A motorist on the M25 at Swanley was clocked speeding at 149mph the highest speed recorded by a speed camera in England and Wales between April 2013 and May 2014.
The 149mph figure was revealed following freedom of information requests to 39 police authorities by the IAM (Institute of Advanced Motorists).
Eighty-five per cent of police authorities responded.
Other findings include:
- The highest speed recorded on 30mph road was 96mph on the B1288, on Leam Lane, Gateshead
- The highest speed recorded on a 50mph road was on the A414 Stanstead Abbotts, Hertfordshire where a motorist clocked 119 mph
- The highest speed recorded on a 60mph road was 127mph on the A413 Wendover By-Pass, Wendover.
The guidelines to magistrates on sentencing for speeding include:
- 70mph road: For driving between 101 and 110mph. Fine plus six points or disqualified for 7-56 days
- 50mph road: For driving between 76 and 85mph. Fine plus six points or disqualified for 7-56 days
- 30mph road: For driving between 51 and 60mph. Fine plus six points or disqualified for 7-56 days.

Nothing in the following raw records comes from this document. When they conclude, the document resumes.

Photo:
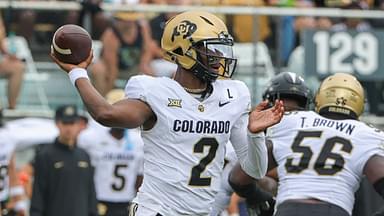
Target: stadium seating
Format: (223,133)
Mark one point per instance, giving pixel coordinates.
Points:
(255,67)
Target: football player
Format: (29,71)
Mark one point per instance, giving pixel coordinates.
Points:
(321,156)
(186,121)
(292,90)
(116,154)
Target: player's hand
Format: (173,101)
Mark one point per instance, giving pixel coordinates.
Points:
(261,117)
(261,209)
(68,67)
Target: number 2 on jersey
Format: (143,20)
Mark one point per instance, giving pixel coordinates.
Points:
(196,179)
(320,166)
(119,176)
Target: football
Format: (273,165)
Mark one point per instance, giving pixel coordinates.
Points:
(71,44)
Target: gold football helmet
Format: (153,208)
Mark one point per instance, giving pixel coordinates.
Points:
(115,95)
(340,93)
(199,41)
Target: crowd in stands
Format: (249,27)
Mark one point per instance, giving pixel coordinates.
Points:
(131,43)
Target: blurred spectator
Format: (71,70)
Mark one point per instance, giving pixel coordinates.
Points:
(125,48)
(93,18)
(237,23)
(11,68)
(357,24)
(63,181)
(38,27)
(117,155)
(11,191)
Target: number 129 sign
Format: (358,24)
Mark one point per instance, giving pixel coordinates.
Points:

IAM chief executive Simon best said: 149mph equates to nearly two and a half miles in a minute. If anything goes wrong at that speed, you’re unlikely to walk away and you are a grave danger to the innocent road users around you.
Speed limits are a limit. They are not a target to beat. Unfortunately, this message has not got through to many motorists and it’s clear that efforts to make speeding as socially unacceptable as drink driving continue to fail. That’s why we need sustained campaigning by the government, motor industry and charities to keep ramming home the message that excessive speed kills. Catching speeders at two or even three times the limit also shows the importance of keeping speed cameras at well-known black spots.
The current guidelines on sentencing for excessive speeding offences are out of sync with modern roads, modern vehicles and society’s view of the value of lives lost in crashes. We all share the roads with these speeding drivers and the government must crack down on them with more consistent penalties and tougher measures to break their addiction for speed.